Aku seakan lelah menghadapi pertanyaan yang bertubi-tubi ditujukan padaku. Usiaku kini, akan menuju angka kepala tiga. Orangtuaku bahkan orang terdekat sudah dan mendesak agar aku segera memiliki pendamping hidup.
Ya, karena hidup dinegara yang mayoritas penduduknya rata-rata menikah pada usia dua puluhan atau bahkan diusia belasan tahun membuatku masuk dalam predikat dan jajaran wanita yang sering dijuluki sebagai perawan tua.
Meski pengucapan tersebut tidak langsung dilontar didepanku. Tapi seakan itu menjadi sebuah sindiran halus dengan mengucapkan, itu lho si A anak nya udah dua, tiga bahkan ada yang udah nikah lagi, kamu kapan nyusulnya?
Lah memang menikah itu ajang perlombaan?
Hello? Gak mau ya, aku mempertaruhkan hidup dengan hal yang gak pasti.
Itulah doktrin yang tertancap didalam hatiku. Wajah cantikku bahkan tidak mendukung untuk urusan asmaraku. Bukan karena tak ada lawan jenis yang melirik, hanya saja aku sanksi akan komitmen pernikahan.
Kini aku duduk di sebuah bangku Cafe yang jaraknya tak jauh dari rumahku. Hanya 15 menit perjalanan dengan mengendarai mickey kesayanganku. Mickey si matic kesayangan yang sudah menemaniku dari masa putih abu-abu hingga kini.
Dan sekarang aku sudah berhadapan dengan sahabat kecilku, Reynand Adhitama. Dia adalah sahabatku dari usia 5 tahun hingga saat ini.
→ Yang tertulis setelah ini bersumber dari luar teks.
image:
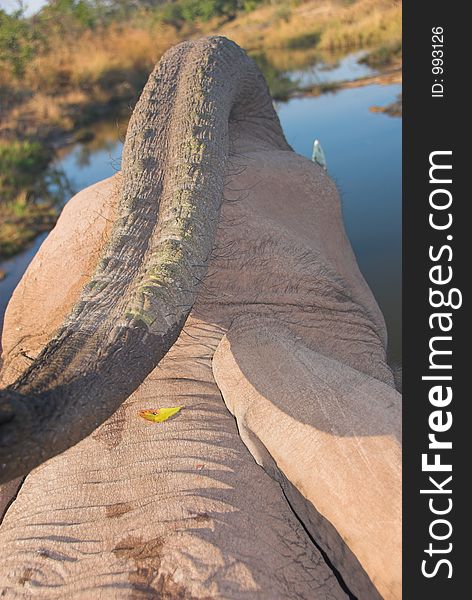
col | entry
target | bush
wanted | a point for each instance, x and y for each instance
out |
(17, 42)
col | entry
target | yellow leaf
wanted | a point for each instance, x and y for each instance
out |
(158, 415)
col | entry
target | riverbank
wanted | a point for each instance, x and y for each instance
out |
(85, 74)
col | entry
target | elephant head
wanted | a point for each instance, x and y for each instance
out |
(131, 311)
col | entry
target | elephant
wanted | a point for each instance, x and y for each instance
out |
(213, 272)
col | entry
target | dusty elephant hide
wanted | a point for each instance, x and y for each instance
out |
(182, 509)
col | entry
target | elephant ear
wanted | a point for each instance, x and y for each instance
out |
(330, 435)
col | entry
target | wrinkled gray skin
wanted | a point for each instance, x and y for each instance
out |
(130, 509)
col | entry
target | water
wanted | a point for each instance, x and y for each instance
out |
(346, 68)
(363, 152)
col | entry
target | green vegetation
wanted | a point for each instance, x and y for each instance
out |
(384, 56)
(79, 60)
(31, 193)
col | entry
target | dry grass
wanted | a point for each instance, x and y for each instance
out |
(328, 24)
(75, 81)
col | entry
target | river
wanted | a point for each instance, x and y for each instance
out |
(363, 152)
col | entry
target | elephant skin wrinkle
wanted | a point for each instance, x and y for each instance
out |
(181, 509)
(332, 433)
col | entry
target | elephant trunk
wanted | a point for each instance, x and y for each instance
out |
(135, 305)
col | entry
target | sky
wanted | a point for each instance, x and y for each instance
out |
(31, 6)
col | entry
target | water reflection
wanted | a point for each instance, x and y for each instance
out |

Banyak yang mengatakan aku dan Reynand adalah best friend forever, tapi ada juga yang meragukan bentuk hubungan kami.
Mereka mengatakan, 'Apa ada lelaki dan wanita yang menjalin hubungan persahabatan secara murni tanpa adanya rasa yang menyelubungi, dalam ikatan yakni persahabatan?'
Teman-temanku selalu mengatakan 'No' tapi aku menjawab 'Yes we really best friends.' Itulah kata yang selalu terpatri, jika aku berdebat dengan teman-teman yang meragukanku.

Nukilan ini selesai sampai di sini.